Кажется, Штефан не понял его с первого раза. Или не осознал до конца смысла слов.
–
– Я не уследил... – проговорил Ищейка, стиснув зубы.
– Я понимаю, что виноват, и что...
– Как это произошло?! – зарычал Кэйвано. – Когда вы узнали?!
– После обеда. Ее никто не видел после часа дня, - сказал Максимус.
– Она убиралась в комнатах, а потом по указанию Лейлы работала в саду, и…
– Найти немедленно!
– вскричал Штефан.
– Вернуть в замок живой! Головой отвечаешь за нее, - прошипел Кэйвано, угрожая немедленной расплатой за неповиновение.
– Ты меня понял?
– Максимус кивнул.
– Тогда выполняй!
Ищейка задержался всего на секунду, будто желая сказать что-то еще, но потом, так и не произнеся ни слова, кивнул и стремительно покинул библиотеку.
А в мозгу Штефана до сих пор вертелось одно: убежала, Кара убежала. Отважилась на побег. И убежала. Как она посмела? Как она смогла?! И время удачно выбрала, пока его в замке не было. Но камеры должны были засечь, как она передвигалась и куда. И кто ей помогал. А в том, что она не обошлась без чьей-то помощи, Штефан не сомневался.
Блеск серо-голубых глаз был ужасен, он предвещал бурю. На мгновение Штефан забыл, что находится в комнате не один. А опомнился, лишь когда друг неуверенно кашлянул, привлекая к себе внимание.
– Извини, - холодно проронил Штефан, поджав губы.
– Проблемы.
– Рабыня? – приподнял брови Димитрий.
– Своевольная упрямая девчонка! – зло чертыхнулся Кэйвано себе под нос. – Рабыня, черт ее побери!
– Так хороша, что ты не желаешь ее... хм... отпустить? – сощурился друг.
– Никто и никогда не уходил от Кэйвано, - сквозь зубы прошипел Штефан, налил себе виски и отхлебнул из стакана, даже не поморщившись от его горечи. – Не будет этого и теперь.
– И это, - наклонившись к нему, проговорил Димитрий, - единственная причина?
Штефан посмотрел на него со смешанными чувствами недопонимания и раздражения. Что это, б***, означает?!
– Признай, что для тебя на самом деле значит эта женщина, - сказал Мартэ, отстраняясь. – И не допусти, чтобы она превратилась в кого-то большего, чем просто раба, - прямой, немигающий взгляд глаза в глаза. Твердый и решительный. Вызов. Совет. – Ты знаешь, к чему это может привести, не хуже меня.
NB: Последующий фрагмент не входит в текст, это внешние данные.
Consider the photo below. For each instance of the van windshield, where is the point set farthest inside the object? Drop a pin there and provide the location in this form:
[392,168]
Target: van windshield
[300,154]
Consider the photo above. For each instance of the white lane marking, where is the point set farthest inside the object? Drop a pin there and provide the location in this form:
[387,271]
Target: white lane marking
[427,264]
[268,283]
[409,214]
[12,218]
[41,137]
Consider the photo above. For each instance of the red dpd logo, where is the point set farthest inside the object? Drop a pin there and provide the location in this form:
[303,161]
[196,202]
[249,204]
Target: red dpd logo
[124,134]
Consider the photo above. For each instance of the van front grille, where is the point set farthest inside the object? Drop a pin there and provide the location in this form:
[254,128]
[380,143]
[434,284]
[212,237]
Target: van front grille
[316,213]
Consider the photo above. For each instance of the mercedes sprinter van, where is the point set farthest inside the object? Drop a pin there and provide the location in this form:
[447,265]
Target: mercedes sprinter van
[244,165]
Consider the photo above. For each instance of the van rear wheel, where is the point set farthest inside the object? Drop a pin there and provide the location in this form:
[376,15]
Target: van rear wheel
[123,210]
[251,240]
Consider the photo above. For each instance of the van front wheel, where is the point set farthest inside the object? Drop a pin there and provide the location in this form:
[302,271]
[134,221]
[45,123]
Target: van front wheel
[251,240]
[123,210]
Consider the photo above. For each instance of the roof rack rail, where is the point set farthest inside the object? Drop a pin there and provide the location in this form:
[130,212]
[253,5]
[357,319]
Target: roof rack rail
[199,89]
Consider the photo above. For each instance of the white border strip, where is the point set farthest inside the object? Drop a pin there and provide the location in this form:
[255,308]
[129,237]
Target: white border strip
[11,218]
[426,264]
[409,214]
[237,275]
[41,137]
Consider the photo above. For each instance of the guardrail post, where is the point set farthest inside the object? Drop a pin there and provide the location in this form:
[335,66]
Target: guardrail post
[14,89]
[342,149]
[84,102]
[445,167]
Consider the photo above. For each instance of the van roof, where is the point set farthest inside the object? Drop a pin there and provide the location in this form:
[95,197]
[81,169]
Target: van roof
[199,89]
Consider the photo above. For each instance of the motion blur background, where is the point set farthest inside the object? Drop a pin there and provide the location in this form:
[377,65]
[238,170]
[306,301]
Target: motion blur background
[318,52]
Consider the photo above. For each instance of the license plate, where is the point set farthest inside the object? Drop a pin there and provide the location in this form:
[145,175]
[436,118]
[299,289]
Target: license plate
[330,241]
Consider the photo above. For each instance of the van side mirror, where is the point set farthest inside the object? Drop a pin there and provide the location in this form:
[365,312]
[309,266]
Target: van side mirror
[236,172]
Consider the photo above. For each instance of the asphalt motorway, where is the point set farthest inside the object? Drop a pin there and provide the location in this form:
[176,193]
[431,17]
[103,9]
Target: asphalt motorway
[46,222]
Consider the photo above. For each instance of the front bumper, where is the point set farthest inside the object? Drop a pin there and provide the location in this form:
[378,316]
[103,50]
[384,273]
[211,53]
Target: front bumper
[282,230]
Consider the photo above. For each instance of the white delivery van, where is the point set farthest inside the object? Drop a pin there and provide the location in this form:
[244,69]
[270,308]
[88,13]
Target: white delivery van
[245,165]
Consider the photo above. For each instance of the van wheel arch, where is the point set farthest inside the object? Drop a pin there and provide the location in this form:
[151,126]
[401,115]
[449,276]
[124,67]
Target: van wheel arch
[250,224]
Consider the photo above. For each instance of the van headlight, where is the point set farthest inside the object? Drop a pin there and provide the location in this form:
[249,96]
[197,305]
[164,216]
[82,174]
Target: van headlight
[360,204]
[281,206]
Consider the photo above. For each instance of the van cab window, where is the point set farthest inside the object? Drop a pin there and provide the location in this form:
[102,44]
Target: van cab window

Штефан промолчал, сильнее стиснув зубы. Стекло стакана задрожало под напором его пальцев.
– Значит, вот что случилось, - проговорил Димитрий, внимательно разглядывая лицо своего собеседника.
– Случилась она. Так?
Димитрий вдруг вспомнил о девушке, которую встретил в саду. Он почти не сомневался, что это она. И появилась она в замке осенью. Не красавица ведь, а вот что из-за нее произошло. Хотя... было в ней что-то, подумал Димитрий Мартэ. Воля, сила, стать,
Штефан промолчал. А потом, резко, словно выплюнул:
– Она не случилась, - отпихнул от себя стакан и упрямо прорычал: - Ничего не случилось. Всё, как прежде!
– Если что-то пойдет не так, - Димитрий тронул его за плечо, - ты должен быть готов к последствиям, - Штефан стиснул зубы так сильно, что на скулах заходили желваки, а Мартэ добавил: - Ты готов к этому?
Штефан промолчал. Сказать было нечего.
Ситуация выходила из-под контроля.
________________
22 глава
Сила и слабость
Вечером пошел дождь. Сильный, хлесткий, но довольно-таки теплый, по-настоящему весенний, даже уже летний. Я всегда любила именно такие дожди, пропитанные теплой негой наступающего лета. Я помню, в детском доме все смеялись, когда я, едва завидев первые признаки дождя, выходила на улицу и, глядя в грозовое небо, начинала танцевать под аккомпанемент дождевых капель, отбивающих мелодичный ритм на асфальте. Когда жила в Праге, всегда выходила на балкон своей квартирки в одном из не самых лучших районов города, но заработанной своими силами, и смотрела на то, как косые струи начинавшейся бури обхватывают меня в тиски. Теплые, влажные, сладкие тиски свежего безумства. Я не танцевала, нет. Выросла, наверное, а может, устала казаться безумной и не такой, как все. Но душа моя всегда смеялась и танцевала, в то время как тело противилось телесным инстинктам.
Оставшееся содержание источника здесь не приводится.